Fighting is expected to get tougher as Iraqi troops get push further into the more densely populated areas, including Mosul's old city.
Militants used car bombs in their nighttime counter-attack around the governorate building, Major General Ali Kadhem Al Lami of the Federal Police's Fifth Division told a Reuters correspondent near the site.
"Today we're clearing the area which was liberated," he said.
Military officials had said that Rapid Response troops, an elite interior ministry division, recaptured the provincial government headquarters on Tuesday, as well as the central bank branch and the museum where militants filmed themselves destroying priceless statues in 2015.
"The museum is completely empty of all artifacts. They were stolen, possibly smuggled," Lami said. Reuters was not yet able to access the museum to verify.
Lami said most of the fighters that had fought around the governorate building were local but there were some foreigners.
"An order was issued for foreign fighters with families to withdraw with them. Those who do not have a family should stay and fight, whether foreign or local," he said.
The few families remaining in the nearby Dawasa district said the militants had set some of their homes on fire as security forces advanced and that the militants had fought among themselves.

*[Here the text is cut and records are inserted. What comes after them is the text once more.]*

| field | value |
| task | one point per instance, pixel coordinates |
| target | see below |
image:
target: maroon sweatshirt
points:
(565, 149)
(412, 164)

Later on Wednesday, the Iraqi military said the army and paramilitary forces had taken full control of the last major road leading west out of Mosul towards the town of Tal Afar, state TV reported.
The 9th Armoured Division and two Shi'ite fighting groups had "isolated the right bank (western side of Mosul) from Tal Afar", it said.
The road links Mosul to Tal Afar, another IS stronghold 60 km (40 miles) to the west, and then to the Syrian border.
Militias which are part of the Mosul campaign began to close in on Tal Afar late last year, after the offensive was launched, and said they linked up with Kurdish fighters nearby to encircle the militants.
A 100,000-strong force of Iraqi military units, forces and Kurdish fighters, backed by a U.S.-led coalition, have fought since October in the intensive Mosul campaign.
Iraq's Prime Minister Haider Al Abadi said Iraq would continue hitting IS targets in Syria, as well as in neighbouring countries if they give their approval.
Abadi on February 24 announced the first Iraqi air strike on Syrian territory, targeting IS positions in retaliation for bomb attacks in Baghdad.
"I respect the sovereignty of states, and I have secured the approval of Syria to strike positions (on its territory)," Abadi told a conference in the Iraqi Kurdish city of Sulaimaniya on Wednesday.
"I will not hesitate to strike the positions of the terrorists in the neighbouring countries. We will keep on fighting them," he said.
The ultra-hardline group has lost most cities it captured in northern and western Iraq in 2014 and 2015.
In Syria, it still holds Raqqa city as its main stronghold, as well as most of Deir Al Zor province, but is losing ground to an array of separate enemies, including U.S.-backed forces and the Russian-backed Syrian army.
The group has carried out bombings in Iraqi and Syrian cities as its caliphate has shrunk.